The Role of Federal Research and Development
The federal government spent more than $25 billion on health-related R&D in 2005. Only some of that spending is explicitly related to the development of new pharmaceuticals.
However, much of it is devoted to basic research on the mechanisms of disease, which underpins the pharmaceutical industry’s search for new drugs. The primary rationale for the government to play a role in basic research is that private companies perform too little such research themselves (relative to what is best for society). In general, the information generated by basic research can be readily replicated at low cost. Thus, many of the benefits of that research accrue not to the company that performs it but to the public and to other firms. With pharmaceuticals, those spillover benefits can be significant because the development of new drugs depends on scientific advances. Federal funding of basic research directly stimulates the drug industry’s spending on applied research and development by making scientific discoveries that expand the industry’s opportunities for R&D.
Pharma
says it invests about 20% of sales in R&D domestically. The government spends a lot on R&D and much less producing new drugs. Pharma does the opposite. McArdle conveniently leaves out half of the equation because propagandists need dishonest arguments to persuade their victims. McArdle doesn't want her victims to think about the government's contribution so she minimizes it in any way she can.
However, there are also technical problems with Warren's proposal:
A highly variable funding source is not the best way to go about paying for basic research. You don't want the dollar value of grants to swing wildly every few years, which could end up choking useful products just as they're starting to bear fruit.
McArdle dishonestly insinuates government research will depend on drug company fines instead of appropriations.

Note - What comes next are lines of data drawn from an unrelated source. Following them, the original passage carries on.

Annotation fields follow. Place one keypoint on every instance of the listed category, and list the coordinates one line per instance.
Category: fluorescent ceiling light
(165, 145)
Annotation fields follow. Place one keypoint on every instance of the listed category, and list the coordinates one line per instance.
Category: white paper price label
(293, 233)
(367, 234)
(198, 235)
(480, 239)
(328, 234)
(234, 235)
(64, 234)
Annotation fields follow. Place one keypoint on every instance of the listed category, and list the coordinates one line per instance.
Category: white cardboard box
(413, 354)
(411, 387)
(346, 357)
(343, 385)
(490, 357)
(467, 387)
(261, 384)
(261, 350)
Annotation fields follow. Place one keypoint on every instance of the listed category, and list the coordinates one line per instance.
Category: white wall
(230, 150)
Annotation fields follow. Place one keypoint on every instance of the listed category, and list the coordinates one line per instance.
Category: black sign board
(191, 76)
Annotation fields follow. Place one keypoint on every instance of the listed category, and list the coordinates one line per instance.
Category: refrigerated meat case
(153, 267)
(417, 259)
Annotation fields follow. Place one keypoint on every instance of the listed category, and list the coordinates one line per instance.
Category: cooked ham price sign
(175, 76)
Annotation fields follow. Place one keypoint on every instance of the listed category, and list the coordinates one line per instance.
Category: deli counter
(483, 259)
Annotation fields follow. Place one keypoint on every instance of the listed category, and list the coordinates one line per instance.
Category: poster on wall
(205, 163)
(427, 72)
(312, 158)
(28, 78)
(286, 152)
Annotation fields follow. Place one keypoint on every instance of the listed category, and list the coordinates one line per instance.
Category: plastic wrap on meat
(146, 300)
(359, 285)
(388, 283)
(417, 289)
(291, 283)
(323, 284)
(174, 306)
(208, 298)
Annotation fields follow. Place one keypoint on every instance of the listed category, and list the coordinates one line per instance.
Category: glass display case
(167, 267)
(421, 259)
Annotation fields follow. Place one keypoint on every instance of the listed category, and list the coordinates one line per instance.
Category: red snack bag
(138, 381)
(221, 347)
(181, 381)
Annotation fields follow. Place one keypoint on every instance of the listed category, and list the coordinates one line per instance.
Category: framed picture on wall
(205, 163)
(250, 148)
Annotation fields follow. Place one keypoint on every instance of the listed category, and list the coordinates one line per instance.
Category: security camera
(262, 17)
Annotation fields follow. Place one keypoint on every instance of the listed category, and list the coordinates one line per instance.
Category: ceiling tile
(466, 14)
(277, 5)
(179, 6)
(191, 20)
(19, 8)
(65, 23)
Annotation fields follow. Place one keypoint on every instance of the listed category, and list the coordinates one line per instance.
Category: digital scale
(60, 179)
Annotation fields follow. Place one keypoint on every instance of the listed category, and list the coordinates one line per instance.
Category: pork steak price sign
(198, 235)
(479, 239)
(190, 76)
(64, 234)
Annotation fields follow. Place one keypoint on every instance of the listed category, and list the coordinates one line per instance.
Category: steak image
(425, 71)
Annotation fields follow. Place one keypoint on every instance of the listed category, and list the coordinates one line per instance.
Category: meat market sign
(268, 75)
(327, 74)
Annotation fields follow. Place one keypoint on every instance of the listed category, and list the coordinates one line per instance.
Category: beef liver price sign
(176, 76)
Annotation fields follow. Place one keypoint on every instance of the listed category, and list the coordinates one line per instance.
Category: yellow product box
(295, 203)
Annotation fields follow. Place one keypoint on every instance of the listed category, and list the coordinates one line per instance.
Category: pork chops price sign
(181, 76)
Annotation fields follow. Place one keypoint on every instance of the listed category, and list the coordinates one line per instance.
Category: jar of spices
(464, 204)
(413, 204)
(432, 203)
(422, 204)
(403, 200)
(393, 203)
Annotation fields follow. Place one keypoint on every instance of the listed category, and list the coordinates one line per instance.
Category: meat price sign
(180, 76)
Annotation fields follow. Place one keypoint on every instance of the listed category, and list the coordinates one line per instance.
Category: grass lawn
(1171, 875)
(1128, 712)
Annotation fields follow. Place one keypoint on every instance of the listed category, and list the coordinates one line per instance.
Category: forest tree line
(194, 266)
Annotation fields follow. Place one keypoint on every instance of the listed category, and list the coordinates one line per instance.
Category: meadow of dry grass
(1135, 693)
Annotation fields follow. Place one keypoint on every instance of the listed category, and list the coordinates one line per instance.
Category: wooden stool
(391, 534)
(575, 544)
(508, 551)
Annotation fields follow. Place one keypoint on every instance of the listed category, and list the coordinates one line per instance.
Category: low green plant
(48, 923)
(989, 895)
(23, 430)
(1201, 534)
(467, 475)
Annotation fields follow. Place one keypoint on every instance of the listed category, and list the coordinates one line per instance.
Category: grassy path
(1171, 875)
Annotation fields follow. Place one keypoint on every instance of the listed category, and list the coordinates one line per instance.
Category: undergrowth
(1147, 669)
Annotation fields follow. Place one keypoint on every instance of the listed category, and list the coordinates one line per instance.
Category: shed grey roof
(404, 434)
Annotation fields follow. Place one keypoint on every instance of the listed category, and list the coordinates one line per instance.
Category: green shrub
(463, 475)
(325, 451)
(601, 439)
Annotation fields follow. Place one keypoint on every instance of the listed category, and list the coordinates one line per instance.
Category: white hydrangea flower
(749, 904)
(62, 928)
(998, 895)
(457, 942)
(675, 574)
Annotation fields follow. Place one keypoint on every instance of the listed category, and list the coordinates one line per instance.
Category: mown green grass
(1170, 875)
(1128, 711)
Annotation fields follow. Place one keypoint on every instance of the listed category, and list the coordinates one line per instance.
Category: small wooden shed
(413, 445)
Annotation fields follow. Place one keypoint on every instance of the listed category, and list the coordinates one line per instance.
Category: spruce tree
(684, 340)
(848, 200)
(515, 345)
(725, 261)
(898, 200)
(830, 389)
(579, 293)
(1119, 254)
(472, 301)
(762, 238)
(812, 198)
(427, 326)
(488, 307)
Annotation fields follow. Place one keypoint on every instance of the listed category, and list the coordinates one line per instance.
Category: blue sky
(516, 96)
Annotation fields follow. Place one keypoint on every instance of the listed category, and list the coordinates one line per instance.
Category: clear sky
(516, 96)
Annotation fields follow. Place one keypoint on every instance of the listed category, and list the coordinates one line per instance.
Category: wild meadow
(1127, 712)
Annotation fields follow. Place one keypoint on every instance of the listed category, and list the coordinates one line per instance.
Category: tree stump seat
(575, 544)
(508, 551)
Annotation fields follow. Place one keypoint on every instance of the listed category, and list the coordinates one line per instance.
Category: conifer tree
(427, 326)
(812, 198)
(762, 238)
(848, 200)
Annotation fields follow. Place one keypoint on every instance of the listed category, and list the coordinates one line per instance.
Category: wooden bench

It's not all that likely that Congress would let that money stay with the NIH. A more likely outcome is that it will simply reduce NIH appropriations to offset the new fines.
You can't use funds from corrupt drug companies because of corrupt Republican politicians.
If fines should be higher on pharma violations -- and maybe they should be -- then we already have two very good ways of achieving that: Congress can mandate them, or regulators can impose them. A percentage-of-profits surcharge is not a good alternative. For one thing, you're going to end up fining companies based on how profitable they are, not how serious violation was -- you could easily have a situation in which an unprofitable company that committed grave violations ends up paying nothing, while a profitable one that's guilty of less serious offenses contributes a great deal to the NIH coffers. This is neither just nor efficient.
She just said Congress won't let the NIH have the fines. Why would they mandate higher ones?
A fine is not a "percentage of profits surcharge."
Only billion dollar companies are targeted.
Nearly every word she says is a lie or elision.
If you make pharmaceutical companies pay a hefty surcharge in exchange for settling with the government, then fewer companies are going to settle with the government.Cases will drag out, costing the government money, and the government may ultimately lose some of them. You have to net this out of any gain you project for the NIH.
Nobody can do anything ever.
Why just big companies with blockbuster drugs? Are rule violations somehow less upsetting at generics manufacturers or ones that make specialty drugs?
Now she's just punting.
This strikes me as less of a serious proposal and more of a populist gesture aimed at tickling the fancy of people who think that large corporations are all leeches and that all good things come out of government-sponsored research. It's hard to blame a politician for playing to her base. But we shouldn't join the performance, either.
Of course it does. She's a lying propagandist. And she wants her victims to spend all their time and energy hating on their political enemies instead of realizing that they are handing over their money to the rich.